O Ministério Público de Pernambuco (MPPE) pode ingressar com uma ação para o fechamento do minizoológico do Parque Treze de Maio, na Boa Vista, caso a prefeitura continue mantendo os animais no local.

A decisão foi anunciada pelo promotor Geraldo Margela, da 13ª Promotoria de Justiça de Meio Ambiente da Capital. O argumento para o pedido será a Lei 14.639, sancionada na última terça-feira pelo governador Eduardo Campos.

A lei proíbe a permanência de animais silvestres, selvagens e exóticas em praças, parques ou espaços urbanos em áreas com elevada densidade demográfica.

Áreas com elevada densidade demográfica são centros comerciais e de serviços, estacionamentos e lugares de tráfego intenso de veículos.

Segundo o promotor, a 14.639 fortalece o entendimento do Ministério Público de que o Treze de Maio não é apropriado para abrigar os animais.

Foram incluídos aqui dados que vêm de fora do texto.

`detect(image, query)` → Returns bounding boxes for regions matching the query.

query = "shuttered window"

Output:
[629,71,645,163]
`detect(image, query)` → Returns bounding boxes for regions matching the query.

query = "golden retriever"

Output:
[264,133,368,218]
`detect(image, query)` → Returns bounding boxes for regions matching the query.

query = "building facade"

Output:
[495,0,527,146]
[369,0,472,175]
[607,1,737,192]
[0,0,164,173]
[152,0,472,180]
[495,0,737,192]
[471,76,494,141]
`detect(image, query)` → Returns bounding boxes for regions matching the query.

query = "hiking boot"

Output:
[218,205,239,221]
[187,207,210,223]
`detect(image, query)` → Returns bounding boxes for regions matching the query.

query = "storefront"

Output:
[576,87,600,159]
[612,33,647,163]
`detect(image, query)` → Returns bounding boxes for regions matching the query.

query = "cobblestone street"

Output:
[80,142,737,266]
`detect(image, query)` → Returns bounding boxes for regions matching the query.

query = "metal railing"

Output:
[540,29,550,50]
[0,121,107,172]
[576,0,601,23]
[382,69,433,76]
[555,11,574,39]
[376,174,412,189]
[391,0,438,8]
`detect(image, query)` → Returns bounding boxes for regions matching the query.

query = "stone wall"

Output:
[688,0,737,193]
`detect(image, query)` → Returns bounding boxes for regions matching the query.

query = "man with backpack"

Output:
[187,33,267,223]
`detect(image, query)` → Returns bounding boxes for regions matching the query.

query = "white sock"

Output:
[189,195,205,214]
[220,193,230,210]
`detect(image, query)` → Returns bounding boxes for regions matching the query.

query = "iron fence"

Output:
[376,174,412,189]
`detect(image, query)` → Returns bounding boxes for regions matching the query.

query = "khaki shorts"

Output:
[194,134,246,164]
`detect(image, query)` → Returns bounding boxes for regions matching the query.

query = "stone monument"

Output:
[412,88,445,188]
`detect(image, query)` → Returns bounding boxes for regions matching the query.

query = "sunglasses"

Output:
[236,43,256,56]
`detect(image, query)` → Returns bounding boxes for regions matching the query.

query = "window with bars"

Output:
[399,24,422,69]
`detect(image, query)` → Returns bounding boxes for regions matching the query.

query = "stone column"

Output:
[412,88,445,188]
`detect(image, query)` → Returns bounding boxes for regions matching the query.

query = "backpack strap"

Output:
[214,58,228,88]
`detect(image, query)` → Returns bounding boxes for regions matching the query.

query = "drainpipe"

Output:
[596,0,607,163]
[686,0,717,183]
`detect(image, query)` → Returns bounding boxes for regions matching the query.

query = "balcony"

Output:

“A lei é clara e, acredito, que os próprios gestores verão isso. Afinal, o parque está em um local de grande desindade demográfica, com tráfego intenso nos quatro lados”, disse Geraldo Margela.

O coordenador do Centro de Apoio às Promotorias de Meio Ambiente, André Silvani, vê o assunto sob ótica semelhante.

Em 2011, Geraldo Margela abriu um inquérito civil público para investigar a situação dos animais no Treze de Maio após a fuga de um dos macacos e, ao final, requereu a retirada dos bichos do parque.

O Ibama, no entanto, permitiu que macacos e aves ficassem no local desde que a Empresa de Manutenção de Limpeza Urbana (Emlurb) fizesse mudanças.

As alterações propostas, como uma distância maior entre as jaulas e o ponto de observação dos visitantes, começaram a ser feitas nesta semana.